Saturday April 21 2012
Lippi: 'My Balotelli theory'

Former Italy Coach Marcello Lippi confirms he will “get back to work soon,” and has a new theory on Mario Balotelli’s problems.

The tactician has been linked with a series of benches at both club and international level around the world.

“I will not train in Italy again, but I will get back to work soon. Where? In a place where I can build something, whether it is Oman, Qatar or China. I haven’t decided yet,” he said.

Lippi was asked about Balotelli’s continual bad behaviour, which is causing problems both at Manchester City and with the Azzurri.

“He is a talent, but is also at risk. I listening to the radio and someone wondered whether he continued doing these Balotelli-style antics because he liked himself that way. Well, maybe that really is the truth of the situation.

“As for Serie A, Juventus have a slight advantage due to their point in the League and they are in front of Milan in direct confrontations too. In the race for third, I’d go for Lazio.

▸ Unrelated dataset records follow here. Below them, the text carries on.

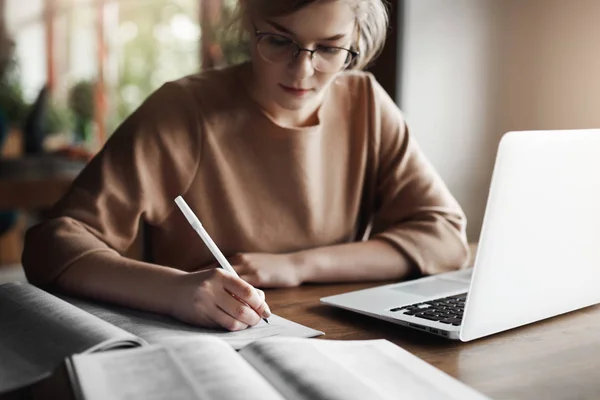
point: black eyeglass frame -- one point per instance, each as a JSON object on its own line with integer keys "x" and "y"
{"x": 261, "y": 34}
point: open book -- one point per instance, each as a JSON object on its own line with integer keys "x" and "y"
{"x": 269, "y": 369}
{"x": 39, "y": 330}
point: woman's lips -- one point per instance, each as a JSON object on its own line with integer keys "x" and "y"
{"x": 295, "y": 91}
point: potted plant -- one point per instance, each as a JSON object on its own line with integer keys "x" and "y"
{"x": 81, "y": 103}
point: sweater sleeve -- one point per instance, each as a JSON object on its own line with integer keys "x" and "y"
{"x": 150, "y": 159}
{"x": 414, "y": 210}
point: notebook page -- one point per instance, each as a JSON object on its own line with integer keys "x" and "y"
{"x": 205, "y": 368}
{"x": 159, "y": 329}
{"x": 38, "y": 330}
{"x": 377, "y": 369}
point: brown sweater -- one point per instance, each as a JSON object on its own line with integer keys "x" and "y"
{"x": 255, "y": 185}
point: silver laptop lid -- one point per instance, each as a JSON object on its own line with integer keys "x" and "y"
{"x": 539, "y": 251}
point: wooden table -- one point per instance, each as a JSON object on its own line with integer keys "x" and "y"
{"x": 557, "y": 358}
{"x": 552, "y": 359}
{"x": 35, "y": 182}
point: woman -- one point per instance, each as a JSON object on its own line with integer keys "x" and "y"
{"x": 299, "y": 166}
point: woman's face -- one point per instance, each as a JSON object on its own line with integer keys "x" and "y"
{"x": 294, "y": 84}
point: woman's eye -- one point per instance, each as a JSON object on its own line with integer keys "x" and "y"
{"x": 329, "y": 50}
{"x": 279, "y": 41}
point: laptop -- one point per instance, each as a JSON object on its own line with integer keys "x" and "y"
{"x": 539, "y": 248}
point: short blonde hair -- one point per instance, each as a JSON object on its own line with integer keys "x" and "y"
{"x": 371, "y": 22}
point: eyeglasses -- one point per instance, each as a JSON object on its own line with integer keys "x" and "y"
{"x": 277, "y": 49}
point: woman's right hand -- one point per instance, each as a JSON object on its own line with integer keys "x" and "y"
{"x": 216, "y": 298}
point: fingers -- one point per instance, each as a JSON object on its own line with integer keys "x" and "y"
{"x": 247, "y": 294}
{"x": 225, "y": 320}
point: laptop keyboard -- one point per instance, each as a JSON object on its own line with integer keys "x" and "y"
{"x": 447, "y": 310}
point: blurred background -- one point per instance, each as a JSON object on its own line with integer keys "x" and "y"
{"x": 464, "y": 72}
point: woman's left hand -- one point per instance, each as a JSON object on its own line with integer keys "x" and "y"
{"x": 267, "y": 270}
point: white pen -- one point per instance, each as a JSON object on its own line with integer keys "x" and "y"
{"x": 195, "y": 222}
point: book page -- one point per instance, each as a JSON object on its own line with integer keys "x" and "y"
{"x": 38, "y": 330}
{"x": 159, "y": 329}
{"x": 205, "y": 368}
{"x": 376, "y": 369}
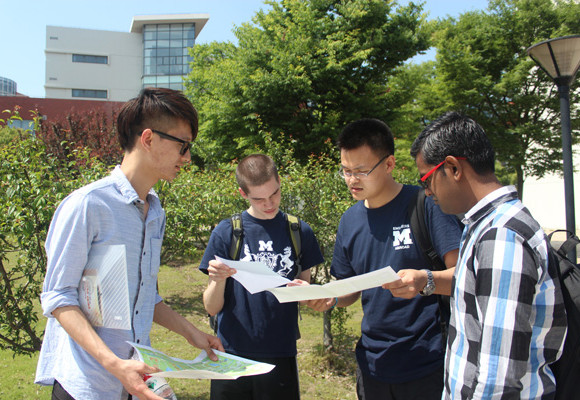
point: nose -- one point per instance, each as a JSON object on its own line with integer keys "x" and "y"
{"x": 187, "y": 156}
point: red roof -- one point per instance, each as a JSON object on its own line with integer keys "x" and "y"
{"x": 53, "y": 108}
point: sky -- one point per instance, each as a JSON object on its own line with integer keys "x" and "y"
{"x": 23, "y": 25}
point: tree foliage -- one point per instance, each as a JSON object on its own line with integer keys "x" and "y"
{"x": 483, "y": 69}
{"x": 32, "y": 183}
{"x": 94, "y": 130}
{"x": 302, "y": 70}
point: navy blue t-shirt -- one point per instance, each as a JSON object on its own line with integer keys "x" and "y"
{"x": 257, "y": 325}
{"x": 401, "y": 339}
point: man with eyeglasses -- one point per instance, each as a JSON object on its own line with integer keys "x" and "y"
{"x": 87, "y": 362}
{"x": 508, "y": 321}
{"x": 399, "y": 354}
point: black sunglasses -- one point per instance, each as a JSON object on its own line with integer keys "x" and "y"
{"x": 185, "y": 145}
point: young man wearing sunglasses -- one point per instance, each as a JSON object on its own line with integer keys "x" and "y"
{"x": 82, "y": 361}
{"x": 508, "y": 321}
{"x": 399, "y": 354}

“Last season I saw myself in Massimiliano Allegri, because he is Tuscan like me, had never played or trained with a big club before and invented something new, like Thiago Silva in front of the defence.

“I like that Antonio Conte is Juventus through and through. He was already one of the leaders of my Juve side.”

Lippi discussed an often controversial subject of medicine in sport, particularly decades ago when rules were more lax.

“When I was playing for Sampdoria, it was ordinary procedure for the physio to give you injections. We were told they were vitamins. He’d turn up in the locker room joking with syringes in his hands to let us know it was innocuous. If we said no, he’d do them to himself.

“One year I was suffering from lumbago and took anti-inflammatory drugs to make sure I could play every game. It was dumb, especially as on the Monday I couldn’t walk, from Wednesday onwards I’d start training and on Saturday took the anti-inflammatory drugs.

“In March I collapsed during training due to the pains in my stomach. I decided at that point to stop until the end of the season, then in the summer I went on a detox course.

“It was an exaggerated use of medication, but everyone did it. We didn’t act that way to cheat our opponents, as we thought it was only to help recover quickly rather than improve performance.”